A salvação - e a descoberta de uma nova missão - veio de um encontro em uma livraria de Nova York com um jovem culto cativado pelo conhecimento em primeira mão de Da Ponte sobre a literatura italiana. O homem, que se mostraria um amigo leal e benfeitor, era Clement Moore, mais tarde, para alcançar uma espécie de imortalidade como autor de "A Noite Antes do Natal". Deu a Da Ponte o seu círculo patrício de amigos e familiares.

O velho patife foi lançado novamente - como professor. Não importa que a língua e a literatura italianas fossem, como Da Ponte disse, "tão bem conhecidas nesta cidade como turcas ou chinesas". Ali estava outra boca de canhão para ele se apressar. Indo e para o resto de sua vida, ele tutelou, estabeleceu escolas e recebeu pensionistas, encenou "assembléias" nas quais suas acusações falavam apenas italiano e apresentavam curtas comédias e óperas. Ele até teve algum sucesso em outro caso de venda de livros, contando entre seus clientes a Biblioteca do Congresso.

Em suma, ele se estabeleceu, nas palavras do pianista e musicólogo Charles Rosen, como "o embaixador não oficial da cultura italiana na América".

A pedido do conselho de administração da Universidade de Columbia, um dos quais era Moore, Da Ponte se tornou, aos 76 anos, o primeiro professor de italiano da universidade. O post foi em grande parte honorífico e, após o primeiro ano, ele não atraiu nenhum aluno. Ainda assim, foi um marco nos estudos italianos na América. Da Ponte também participou do estabelecimento do primeiro teatro de ópera de Nova York. Tipicamente, ele foi superado por seus colegas empreendedores e acabou sem função administrativa; ele também foi tão longe que teve que vender sua coleção particular de livros. O empreendimento dobrou após quatro anos, mas estabeleceu um importante marco para a Metropolitan Opera, que surgiu 50 anos depois.

Italiano para o núcleo, enraizado na Europa do século XVIII, Da Ponte, no entanto, foi, quando morreu aos 89 anos em 1838, um orgulhoso cidadão americano. Ele foi enterrado não em Veneza ou Viena, mas em Nova York, onde ele está hoje.
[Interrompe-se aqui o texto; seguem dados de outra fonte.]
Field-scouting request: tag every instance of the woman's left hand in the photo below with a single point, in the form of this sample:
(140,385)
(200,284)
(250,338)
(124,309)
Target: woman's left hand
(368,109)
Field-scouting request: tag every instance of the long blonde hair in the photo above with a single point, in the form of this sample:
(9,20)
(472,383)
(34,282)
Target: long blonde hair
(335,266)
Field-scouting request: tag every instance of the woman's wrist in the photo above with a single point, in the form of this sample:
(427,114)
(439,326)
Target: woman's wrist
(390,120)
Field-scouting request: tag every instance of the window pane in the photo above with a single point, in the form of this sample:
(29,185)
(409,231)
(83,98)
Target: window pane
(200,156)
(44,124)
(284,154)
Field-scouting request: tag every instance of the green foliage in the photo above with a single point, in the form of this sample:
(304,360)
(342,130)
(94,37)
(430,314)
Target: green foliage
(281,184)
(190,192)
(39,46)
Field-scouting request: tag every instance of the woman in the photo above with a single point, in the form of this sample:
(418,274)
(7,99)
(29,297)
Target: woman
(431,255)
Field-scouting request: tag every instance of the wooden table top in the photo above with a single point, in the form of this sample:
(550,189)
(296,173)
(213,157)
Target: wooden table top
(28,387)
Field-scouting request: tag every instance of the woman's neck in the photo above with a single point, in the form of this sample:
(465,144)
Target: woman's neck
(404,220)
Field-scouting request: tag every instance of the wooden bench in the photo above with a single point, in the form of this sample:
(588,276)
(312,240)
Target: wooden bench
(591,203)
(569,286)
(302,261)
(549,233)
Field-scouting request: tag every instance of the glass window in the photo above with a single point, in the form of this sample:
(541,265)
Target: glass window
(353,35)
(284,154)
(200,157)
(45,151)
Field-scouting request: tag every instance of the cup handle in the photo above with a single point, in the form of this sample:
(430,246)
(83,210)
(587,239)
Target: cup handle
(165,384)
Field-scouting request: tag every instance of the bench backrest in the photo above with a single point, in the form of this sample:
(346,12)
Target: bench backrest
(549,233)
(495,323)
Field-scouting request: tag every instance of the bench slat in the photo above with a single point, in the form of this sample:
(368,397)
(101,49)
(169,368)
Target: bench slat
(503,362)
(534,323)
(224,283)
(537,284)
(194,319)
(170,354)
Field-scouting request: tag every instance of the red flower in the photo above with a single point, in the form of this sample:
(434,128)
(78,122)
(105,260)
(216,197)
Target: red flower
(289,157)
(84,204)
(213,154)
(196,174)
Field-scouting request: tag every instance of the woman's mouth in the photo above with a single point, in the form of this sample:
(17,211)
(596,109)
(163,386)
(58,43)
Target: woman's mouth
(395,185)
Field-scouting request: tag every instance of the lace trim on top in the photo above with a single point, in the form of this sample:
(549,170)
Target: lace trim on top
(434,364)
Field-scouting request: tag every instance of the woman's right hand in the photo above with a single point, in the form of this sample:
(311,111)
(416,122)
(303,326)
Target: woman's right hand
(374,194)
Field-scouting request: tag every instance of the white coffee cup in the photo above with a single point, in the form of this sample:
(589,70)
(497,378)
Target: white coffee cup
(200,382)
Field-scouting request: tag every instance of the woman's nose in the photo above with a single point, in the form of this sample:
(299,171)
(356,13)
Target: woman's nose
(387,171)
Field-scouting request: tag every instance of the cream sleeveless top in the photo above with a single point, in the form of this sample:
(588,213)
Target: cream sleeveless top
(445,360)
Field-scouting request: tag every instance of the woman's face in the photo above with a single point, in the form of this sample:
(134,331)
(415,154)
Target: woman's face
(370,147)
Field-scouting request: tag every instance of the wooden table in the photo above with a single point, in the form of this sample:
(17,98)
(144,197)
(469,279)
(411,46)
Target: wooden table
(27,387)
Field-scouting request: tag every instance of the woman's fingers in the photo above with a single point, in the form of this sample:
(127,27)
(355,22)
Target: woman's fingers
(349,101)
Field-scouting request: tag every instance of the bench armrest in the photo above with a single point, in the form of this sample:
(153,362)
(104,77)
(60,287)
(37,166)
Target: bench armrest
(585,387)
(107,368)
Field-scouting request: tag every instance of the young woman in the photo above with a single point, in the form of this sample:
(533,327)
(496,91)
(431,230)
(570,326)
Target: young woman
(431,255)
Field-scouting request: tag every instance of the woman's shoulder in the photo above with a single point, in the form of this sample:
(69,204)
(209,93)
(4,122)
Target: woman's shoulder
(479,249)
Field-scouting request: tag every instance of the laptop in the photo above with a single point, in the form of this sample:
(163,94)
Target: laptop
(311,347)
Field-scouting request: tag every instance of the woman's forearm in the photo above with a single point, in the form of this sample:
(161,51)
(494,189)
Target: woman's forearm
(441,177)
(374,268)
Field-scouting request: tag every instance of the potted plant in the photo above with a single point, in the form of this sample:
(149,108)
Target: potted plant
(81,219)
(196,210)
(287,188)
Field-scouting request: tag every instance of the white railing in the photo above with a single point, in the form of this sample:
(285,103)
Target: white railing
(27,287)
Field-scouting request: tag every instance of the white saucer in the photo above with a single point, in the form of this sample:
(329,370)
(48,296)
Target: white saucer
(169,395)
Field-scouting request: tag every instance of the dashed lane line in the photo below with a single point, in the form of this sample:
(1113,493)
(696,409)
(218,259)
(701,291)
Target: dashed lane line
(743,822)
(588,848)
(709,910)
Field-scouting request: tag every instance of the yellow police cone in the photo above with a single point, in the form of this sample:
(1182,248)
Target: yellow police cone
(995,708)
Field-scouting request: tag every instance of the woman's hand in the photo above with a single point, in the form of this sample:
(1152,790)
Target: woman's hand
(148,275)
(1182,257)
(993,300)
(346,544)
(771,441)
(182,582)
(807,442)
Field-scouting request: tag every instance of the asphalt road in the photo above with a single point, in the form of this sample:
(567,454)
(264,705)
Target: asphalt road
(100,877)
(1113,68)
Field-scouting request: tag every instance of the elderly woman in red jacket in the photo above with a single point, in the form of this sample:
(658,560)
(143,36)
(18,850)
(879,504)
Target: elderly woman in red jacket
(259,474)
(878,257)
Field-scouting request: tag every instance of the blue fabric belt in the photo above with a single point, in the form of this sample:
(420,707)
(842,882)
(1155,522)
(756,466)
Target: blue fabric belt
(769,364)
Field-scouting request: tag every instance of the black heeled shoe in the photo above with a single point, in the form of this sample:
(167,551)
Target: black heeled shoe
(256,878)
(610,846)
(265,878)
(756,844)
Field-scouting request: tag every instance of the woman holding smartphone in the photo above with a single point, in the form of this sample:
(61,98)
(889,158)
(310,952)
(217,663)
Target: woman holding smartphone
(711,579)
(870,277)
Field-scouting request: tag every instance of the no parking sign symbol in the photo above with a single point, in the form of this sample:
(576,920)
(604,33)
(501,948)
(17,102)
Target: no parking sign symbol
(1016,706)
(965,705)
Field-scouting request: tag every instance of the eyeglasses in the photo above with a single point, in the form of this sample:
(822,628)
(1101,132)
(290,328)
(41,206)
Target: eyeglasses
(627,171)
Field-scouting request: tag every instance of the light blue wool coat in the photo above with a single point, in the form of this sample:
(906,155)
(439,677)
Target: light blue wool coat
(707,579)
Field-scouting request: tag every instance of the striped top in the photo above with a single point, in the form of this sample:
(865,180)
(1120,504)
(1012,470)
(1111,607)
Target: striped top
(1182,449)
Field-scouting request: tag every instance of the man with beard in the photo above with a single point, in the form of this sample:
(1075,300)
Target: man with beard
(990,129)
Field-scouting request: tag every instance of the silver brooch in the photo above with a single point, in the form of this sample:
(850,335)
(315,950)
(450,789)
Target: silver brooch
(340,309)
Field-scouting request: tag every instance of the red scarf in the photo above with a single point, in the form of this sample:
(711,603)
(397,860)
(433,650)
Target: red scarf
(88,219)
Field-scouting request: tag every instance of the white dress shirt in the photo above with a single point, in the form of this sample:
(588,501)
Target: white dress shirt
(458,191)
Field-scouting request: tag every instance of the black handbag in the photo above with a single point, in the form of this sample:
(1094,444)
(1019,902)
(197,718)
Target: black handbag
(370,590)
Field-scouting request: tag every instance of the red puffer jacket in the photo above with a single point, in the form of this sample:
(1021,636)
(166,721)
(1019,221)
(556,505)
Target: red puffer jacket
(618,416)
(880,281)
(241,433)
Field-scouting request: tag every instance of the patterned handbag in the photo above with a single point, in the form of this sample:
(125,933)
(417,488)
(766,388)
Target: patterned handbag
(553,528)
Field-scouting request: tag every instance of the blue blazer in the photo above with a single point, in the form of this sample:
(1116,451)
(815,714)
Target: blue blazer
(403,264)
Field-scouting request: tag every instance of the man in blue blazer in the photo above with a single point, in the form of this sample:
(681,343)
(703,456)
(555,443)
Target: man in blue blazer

De fato, o que é mais impressionante em toda a saga Da Ponte é como ele se tornou americano. Ele viveu nos Estados Unidos mais do que em qualquer outro país, incluindo a Itália. Embora ele não tivesse brigas, em princípio, com a realeza ou sociedades aristocráticas, ele adotou o espírito democrático da América. "Senti uma afeição simpática pelos americanos", escreveu ele. "Fiquei satisfeito com a esperança de encontrar a felicidade em um país que eu achava livre."

Seu caráter, para melhor ou para pior, exibia muitos dos traços que gostamos de considerar distintivamente americanos, começando com seu otimismo ilimitado e sua capacidade infinita de se reinventar. Suas falhas - ele era vaidoso e ingênuo, intrigante e vítima de suas paixões - nunca foram desonestas ou mesquinhas. Ele não era um cínico como Casanova (que uma vez, quando Da Ponte estava em uma crise financeira, escreveu para sugerir que Nancy explorasse seus encantos por dinheiro). Calor, generosidade, entusiasmo e uma alegria indomável na vida foram suas qualidades cardeais.

Ele nunca esqueceu que seu gênio primário era para escrever libretos, e sua realização máxima seu trabalho com Mozart; mas ele tinha um gênio menor para ensinar, o que produziu as maiores conquistas de seus anos americanos. Os incontáveis ​​homens e mulheres que foram tocados por esse presente, escreveu Clement Moore, lembrariam suas sessões de tutoria com Da Ponte "como entre os momentos mais doces de sua existência".

Significativamente, um dos poemas que trouxeram Da Ponte em apuros em Veneza foi uma elegia inspirada no fervor revolucionário que varreu as colônias americanas na década de 1770, intitulado "O americano na Europa". Isso causou um furor. Mas, a longo prazo, não foi nada comparado com o impacto do italiano na América.